8. IANA Considerations

   A well-known UDP port (4789) has been assigned by the IANA Service
   Name and Transport Protocol Port Number Registry for VXLAN. See
   Section 5 for discussion of the port number.

9. References

9.1. Normative References

   [RFC2119] Bradner, S., "Key words for use in RFCs to Indicate
             Requirement Levels", BCP 14, RFC 2119, March 1997.

9.2. Informative References

   [802.1D] "Standard for Local and Metropolitan Area Networks/
   Media Access Control (MAC) Bridges, IEEE P802.1D-2004".

   [RFC4601] Fenner, B., Handley, M., Holbrook, H., and Kouvelas, I.,
   "Protocol Independent Multicast - Sparse Mode (PIM-SM): Protocol
   Specification", RFC 4601, August 2006.

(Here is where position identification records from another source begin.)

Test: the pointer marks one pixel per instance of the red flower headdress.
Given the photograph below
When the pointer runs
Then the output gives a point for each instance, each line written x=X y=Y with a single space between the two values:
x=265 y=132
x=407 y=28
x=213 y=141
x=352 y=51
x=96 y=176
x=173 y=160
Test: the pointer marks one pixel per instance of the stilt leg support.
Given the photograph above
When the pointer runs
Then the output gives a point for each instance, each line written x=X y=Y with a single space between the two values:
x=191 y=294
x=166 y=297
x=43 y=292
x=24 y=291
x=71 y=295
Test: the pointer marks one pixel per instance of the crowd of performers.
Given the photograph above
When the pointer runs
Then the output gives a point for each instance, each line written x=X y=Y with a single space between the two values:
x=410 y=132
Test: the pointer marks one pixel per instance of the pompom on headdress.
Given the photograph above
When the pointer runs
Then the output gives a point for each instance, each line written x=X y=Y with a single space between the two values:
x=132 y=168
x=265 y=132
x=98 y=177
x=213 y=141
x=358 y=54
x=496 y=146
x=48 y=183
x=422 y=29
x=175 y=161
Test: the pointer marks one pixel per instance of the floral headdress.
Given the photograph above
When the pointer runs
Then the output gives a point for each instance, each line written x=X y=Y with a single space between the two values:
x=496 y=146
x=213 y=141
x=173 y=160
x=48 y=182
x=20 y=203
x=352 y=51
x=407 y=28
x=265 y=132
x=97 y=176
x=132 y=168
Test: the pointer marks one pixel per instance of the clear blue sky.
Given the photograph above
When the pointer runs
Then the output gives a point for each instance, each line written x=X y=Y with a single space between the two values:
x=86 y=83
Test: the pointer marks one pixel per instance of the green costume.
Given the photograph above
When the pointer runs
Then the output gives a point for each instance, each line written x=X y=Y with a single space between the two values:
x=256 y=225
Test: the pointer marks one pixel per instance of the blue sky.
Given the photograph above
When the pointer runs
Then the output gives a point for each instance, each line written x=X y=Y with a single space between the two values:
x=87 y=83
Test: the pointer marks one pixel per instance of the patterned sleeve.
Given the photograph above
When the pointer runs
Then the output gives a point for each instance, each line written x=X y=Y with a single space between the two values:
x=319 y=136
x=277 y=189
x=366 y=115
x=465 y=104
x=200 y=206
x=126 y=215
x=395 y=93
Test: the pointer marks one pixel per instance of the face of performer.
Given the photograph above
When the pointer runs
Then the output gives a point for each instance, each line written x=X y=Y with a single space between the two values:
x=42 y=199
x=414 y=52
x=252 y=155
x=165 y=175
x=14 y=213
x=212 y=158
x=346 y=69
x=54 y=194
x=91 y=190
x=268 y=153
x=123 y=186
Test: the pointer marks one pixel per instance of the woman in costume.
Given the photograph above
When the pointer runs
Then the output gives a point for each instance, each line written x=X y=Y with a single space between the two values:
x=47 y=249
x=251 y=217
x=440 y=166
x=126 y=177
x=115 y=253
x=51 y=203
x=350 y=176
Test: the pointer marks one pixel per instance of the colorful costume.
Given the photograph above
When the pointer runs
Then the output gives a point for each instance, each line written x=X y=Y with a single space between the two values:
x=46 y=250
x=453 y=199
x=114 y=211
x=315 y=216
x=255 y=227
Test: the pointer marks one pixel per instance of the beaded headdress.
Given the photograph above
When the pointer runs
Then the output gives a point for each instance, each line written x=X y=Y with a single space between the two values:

   [RFC5015] Handley, M., Kouvelas, I., Speakman, T., and Vicisano, L.,
   "Bidirectional Protocol Independent Multicast (BIDIR-PIM)", RFC
   5015, October 2007.

   [RFC4541] Christensen, M., Kimball, K., and Solensky, F.,
   "Considerations for Internet Group Management Protocol (IGMP)
   and Multicast Listener Discovery (MLD) Snooping Switches", RFC 4541,
   May 2006.

   [RFC6325] Perlman, R., Eastlake, D., Dutt, D., Gai, S., and A.
   Ghanwani, "RBridges: Base Protocol Specification", RFC 6325, July
   2011.

   [802.1aq] "Standard for Local and Metropolitan Area Networks /
   Virtual Bridged Local Area Networks / Amendment20: Shortest
   Path Bridging, IEEE P802.1aq-2012".

   [RFC1191] Mogul, J. and S. Deering, "Path MTU discovery", RFC1191,
   November 1990.

Mahalingam, Dutt et al.  Expires October 2014                 [Page 21]

 
Internet-Draft                  VXLAN                        April 2014

   [RFC1981] McCann, J., Deering, S., and J. Mogul, "Path MTU Discovery
   for IP version 6", RFC 1981, August 1996.

   [RFC6335] Cotton, M,  Eggert, L., Touch, J., Westerlund, M., and
   Cheshire, S., "Internet Assigned Numbers Authority (IANA) Procedures
   for the Management of the Service Name and Transport Protocol Port
   Number Registry", RFC 6335, August 2011.